Now, I’m not suggesting that we should defer to the way dog’s live for higher wisdom and guidance but I have found that there is always some learning we can take from animals and the natural world.

It reminded me of a recent conversation.  I was talking to someone who is planning to move to another country. They were lamenting the difficulties, time and how “painful” it was to apply for and get the necessary visas etc from that country. When faced with dealing with something we tend to give it a “label” and that label reflects the meaning we attach to that situation.

I was struck then by how the meaning we make of the events in our lives can create or make worse an environment of stress. Yes, visa applications do present specific challenges; they take time and effort and may force people to reassess their plans.  But, it is up to us whether we decide to “label” it as a difficult and stressful situation or whether we choose to attach a different meaning.

The trick is to check, “What meaning am I going to make of it?” and “Does this allow me to accept it for what it is and help me move forward?” For example, you could choose to label it as the start of an incredible adventure.
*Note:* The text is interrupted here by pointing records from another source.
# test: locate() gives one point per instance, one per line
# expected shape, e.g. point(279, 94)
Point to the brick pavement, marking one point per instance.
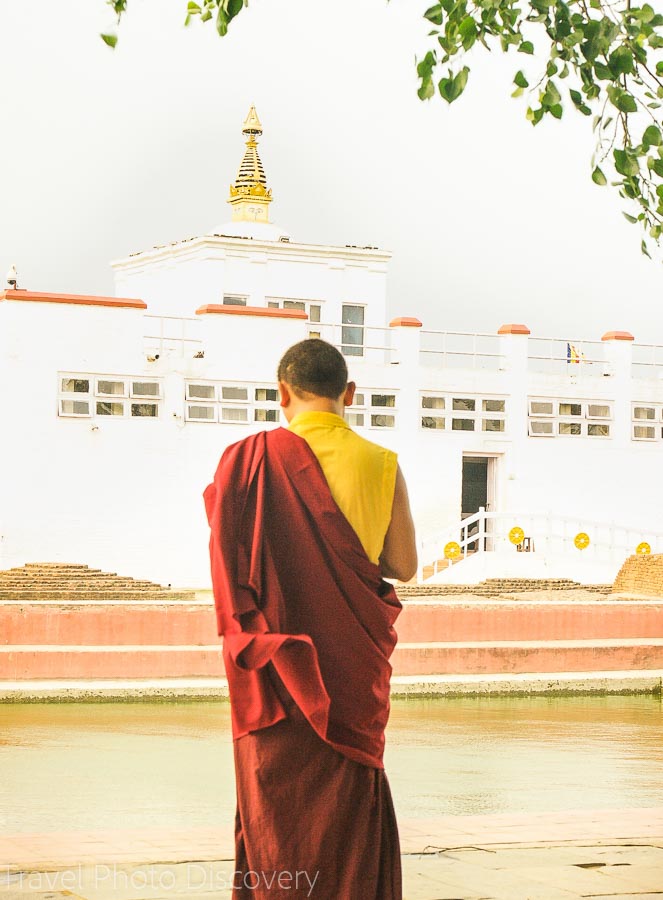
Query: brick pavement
point(604, 854)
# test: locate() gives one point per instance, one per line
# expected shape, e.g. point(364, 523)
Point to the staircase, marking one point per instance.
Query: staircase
point(68, 628)
point(63, 581)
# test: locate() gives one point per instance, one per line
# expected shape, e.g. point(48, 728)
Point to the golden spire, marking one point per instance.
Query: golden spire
point(249, 195)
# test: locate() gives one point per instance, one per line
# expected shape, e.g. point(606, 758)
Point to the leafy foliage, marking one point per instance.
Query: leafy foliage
point(598, 57)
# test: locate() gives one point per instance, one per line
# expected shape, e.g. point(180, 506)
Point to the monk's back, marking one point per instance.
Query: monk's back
point(361, 475)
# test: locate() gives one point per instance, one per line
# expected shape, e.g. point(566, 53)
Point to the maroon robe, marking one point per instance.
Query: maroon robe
point(307, 623)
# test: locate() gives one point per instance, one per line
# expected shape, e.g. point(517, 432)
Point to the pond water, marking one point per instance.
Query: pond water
point(76, 766)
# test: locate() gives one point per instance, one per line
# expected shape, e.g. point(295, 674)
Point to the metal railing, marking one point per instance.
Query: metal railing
point(173, 334)
point(545, 533)
point(376, 345)
point(647, 361)
point(460, 350)
point(552, 356)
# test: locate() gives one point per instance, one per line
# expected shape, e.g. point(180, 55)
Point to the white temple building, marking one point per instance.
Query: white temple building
point(548, 450)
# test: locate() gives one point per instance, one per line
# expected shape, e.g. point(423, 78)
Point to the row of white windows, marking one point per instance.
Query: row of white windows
point(647, 422)
point(352, 318)
point(584, 418)
point(446, 412)
point(87, 395)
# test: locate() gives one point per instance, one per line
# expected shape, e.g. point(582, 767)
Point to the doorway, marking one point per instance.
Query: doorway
point(478, 490)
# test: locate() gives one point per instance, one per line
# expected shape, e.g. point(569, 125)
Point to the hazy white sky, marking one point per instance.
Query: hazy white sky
point(489, 220)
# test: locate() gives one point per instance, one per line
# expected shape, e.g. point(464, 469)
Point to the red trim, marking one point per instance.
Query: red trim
point(514, 329)
point(74, 299)
point(405, 322)
point(617, 336)
point(251, 311)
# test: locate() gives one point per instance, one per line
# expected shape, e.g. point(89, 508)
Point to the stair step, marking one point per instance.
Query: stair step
point(25, 662)
point(168, 621)
point(519, 657)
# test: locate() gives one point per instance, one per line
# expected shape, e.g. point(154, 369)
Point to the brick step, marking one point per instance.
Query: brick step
point(151, 621)
point(36, 594)
point(441, 590)
point(520, 657)
point(42, 584)
point(23, 662)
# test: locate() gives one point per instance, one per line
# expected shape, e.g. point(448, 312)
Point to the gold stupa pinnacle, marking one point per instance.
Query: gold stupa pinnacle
point(249, 195)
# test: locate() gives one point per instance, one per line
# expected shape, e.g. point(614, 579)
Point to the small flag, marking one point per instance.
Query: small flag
point(573, 355)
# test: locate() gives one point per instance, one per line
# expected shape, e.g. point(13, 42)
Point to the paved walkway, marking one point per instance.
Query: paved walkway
point(599, 854)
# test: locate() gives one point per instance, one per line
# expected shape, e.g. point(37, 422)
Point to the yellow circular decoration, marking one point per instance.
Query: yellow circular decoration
point(452, 550)
point(516, 535)
point(581, 540)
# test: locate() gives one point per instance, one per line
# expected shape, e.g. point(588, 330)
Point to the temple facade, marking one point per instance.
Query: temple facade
point(524, 454)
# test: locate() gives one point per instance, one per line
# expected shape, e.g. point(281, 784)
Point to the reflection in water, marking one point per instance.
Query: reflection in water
point(169, 765)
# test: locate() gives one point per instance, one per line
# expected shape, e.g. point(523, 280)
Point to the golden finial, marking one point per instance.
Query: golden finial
point(249, 195)
point(252, 123)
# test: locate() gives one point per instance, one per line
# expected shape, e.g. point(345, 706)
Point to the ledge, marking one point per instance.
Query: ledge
point(74, 299)
point(513, 329)
point(267, 312)
point(617, 336)
point(405, 322)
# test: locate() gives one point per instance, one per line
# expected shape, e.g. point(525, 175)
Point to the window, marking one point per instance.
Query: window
point(541, 408)
point(541, 429)
point(148, 410)
point(229, 392)
point(231, 404)
point(569, 418)
point(234, 300)
point(355, 420)
point(432, 402)
point(493, 406)
point(200, 392)
point(200, 413)
point(145, 389)
point(234, 414)
point(116, 388)
point(76, 385)
point(380, 421)
point(352, 330)
point(432, 422)
point(266, 415)
point(651, 413)
point(270, 394)
point(484, 414)
point(105, 396)
point(105, 408)
point(74, 408)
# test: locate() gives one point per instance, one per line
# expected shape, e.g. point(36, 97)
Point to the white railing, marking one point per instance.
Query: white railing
point(545, 533)
point(552, 356)
point(460, 350)
point(647, 361)
point(173, 334)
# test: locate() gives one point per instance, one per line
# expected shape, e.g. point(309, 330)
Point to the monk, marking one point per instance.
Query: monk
point(306, 522)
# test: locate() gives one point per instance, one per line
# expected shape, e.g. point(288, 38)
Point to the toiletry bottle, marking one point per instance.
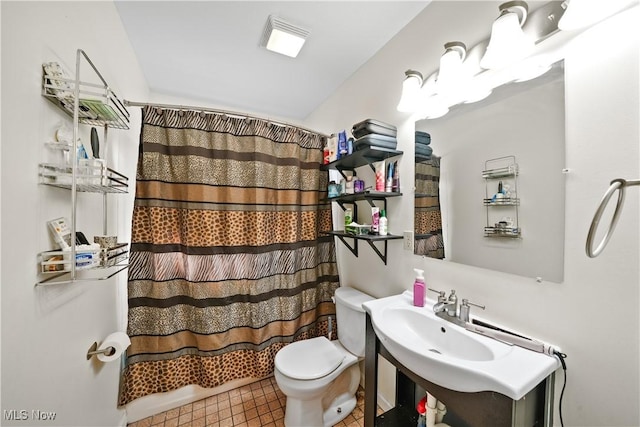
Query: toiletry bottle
point(418, 288)
point(375, 220)
point(348, 217)
point(395, 180)
point(383, 223)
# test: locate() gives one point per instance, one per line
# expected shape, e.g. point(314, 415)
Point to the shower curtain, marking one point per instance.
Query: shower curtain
point(427, 214)
point(228, 260)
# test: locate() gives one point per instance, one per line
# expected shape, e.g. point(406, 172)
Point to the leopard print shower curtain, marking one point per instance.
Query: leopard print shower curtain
point(228, 260)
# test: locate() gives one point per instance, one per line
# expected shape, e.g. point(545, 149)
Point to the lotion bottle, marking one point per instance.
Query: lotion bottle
point(383, 223)
point(418, 288)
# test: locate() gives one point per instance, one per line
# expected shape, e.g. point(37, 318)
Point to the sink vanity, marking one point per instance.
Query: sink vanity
point(481, 380)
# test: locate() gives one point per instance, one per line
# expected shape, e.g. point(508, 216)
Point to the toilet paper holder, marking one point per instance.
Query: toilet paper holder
point(93, 350)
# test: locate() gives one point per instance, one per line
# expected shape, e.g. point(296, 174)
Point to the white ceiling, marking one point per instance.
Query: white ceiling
point(209, 50)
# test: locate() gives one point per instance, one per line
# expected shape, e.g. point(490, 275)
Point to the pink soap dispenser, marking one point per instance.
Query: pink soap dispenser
point(418, 288)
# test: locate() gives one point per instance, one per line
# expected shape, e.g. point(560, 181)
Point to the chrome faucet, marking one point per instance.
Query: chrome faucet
point(447, 308)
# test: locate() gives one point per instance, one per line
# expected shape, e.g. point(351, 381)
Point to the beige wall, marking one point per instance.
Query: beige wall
point(46, 332)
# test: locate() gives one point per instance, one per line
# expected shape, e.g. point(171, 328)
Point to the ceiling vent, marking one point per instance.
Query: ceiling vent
point(282, 37)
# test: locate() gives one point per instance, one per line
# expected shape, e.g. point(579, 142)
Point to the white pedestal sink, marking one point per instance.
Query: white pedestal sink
point(451, 356)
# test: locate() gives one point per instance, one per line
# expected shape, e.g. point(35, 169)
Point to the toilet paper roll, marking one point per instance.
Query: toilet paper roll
point(119, 341)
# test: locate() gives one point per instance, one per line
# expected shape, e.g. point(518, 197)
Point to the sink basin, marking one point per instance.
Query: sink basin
point(452, 357)
point(416, 330)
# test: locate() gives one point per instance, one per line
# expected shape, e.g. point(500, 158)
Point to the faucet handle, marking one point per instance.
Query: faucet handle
point(464, 309)
point(442, 295)
point(466, 302)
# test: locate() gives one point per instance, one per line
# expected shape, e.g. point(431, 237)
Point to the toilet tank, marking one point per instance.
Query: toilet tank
point(351, 319)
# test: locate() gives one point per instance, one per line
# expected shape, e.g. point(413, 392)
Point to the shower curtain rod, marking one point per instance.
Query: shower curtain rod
point(218, 111)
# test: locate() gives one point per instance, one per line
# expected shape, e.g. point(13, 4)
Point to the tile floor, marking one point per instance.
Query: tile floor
point(260, 404)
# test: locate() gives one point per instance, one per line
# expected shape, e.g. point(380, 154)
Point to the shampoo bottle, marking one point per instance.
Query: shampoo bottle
point(383, 223)
point(418, 288)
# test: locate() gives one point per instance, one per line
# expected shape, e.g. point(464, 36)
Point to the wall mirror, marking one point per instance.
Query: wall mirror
point(524, 121)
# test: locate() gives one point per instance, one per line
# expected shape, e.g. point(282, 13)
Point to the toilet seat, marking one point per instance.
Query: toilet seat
point(309, 359)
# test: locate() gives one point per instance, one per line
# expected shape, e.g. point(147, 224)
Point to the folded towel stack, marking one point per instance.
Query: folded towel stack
point(422, 141)
point(374, 133)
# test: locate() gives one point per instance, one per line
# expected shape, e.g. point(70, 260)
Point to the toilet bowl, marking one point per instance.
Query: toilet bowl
point(320, 377)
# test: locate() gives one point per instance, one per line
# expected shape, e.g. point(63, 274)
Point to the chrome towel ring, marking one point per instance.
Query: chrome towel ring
point(619, 185)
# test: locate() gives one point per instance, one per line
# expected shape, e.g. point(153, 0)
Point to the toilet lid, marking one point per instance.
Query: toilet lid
point(309, 359)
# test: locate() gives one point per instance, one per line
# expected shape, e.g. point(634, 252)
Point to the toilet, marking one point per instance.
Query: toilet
point(320, 377)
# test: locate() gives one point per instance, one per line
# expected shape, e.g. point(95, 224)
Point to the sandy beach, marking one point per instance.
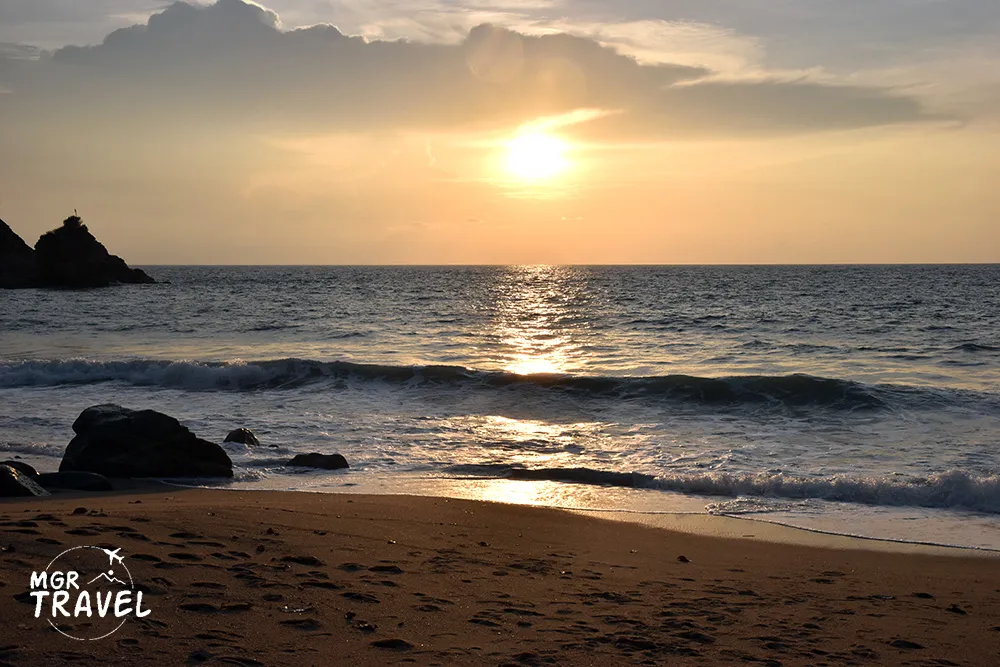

They got it straight away.

It seems that the meaning we make of events and circumstances in our lives actually has the greatest impact on our experiences. We actually do have a choice. We can choose to see that “It is what it is”. It is just an event until we attach our meaning to it. This is called the “is-ness” of life.

I am reminded of a quote that I use when I am teaching people about working with stress.

“It is not the potential stressor itself but how you perceive it and then how you handle it that will determine whether or not it will lead to stress” – Dr Martin Seligman

So, stuff happens. This triggers our thinking and emotional patterns and habits and they drive the meaning we make of it. We are on “autopilot” and unaware that it is a matter of choice.  We can choose a different meaning.

Perhaps it is not so much a matter of not attaching a meaning. It is more a matter of deciding what meaning because that will determine how you feel, what you do and where your life takes you.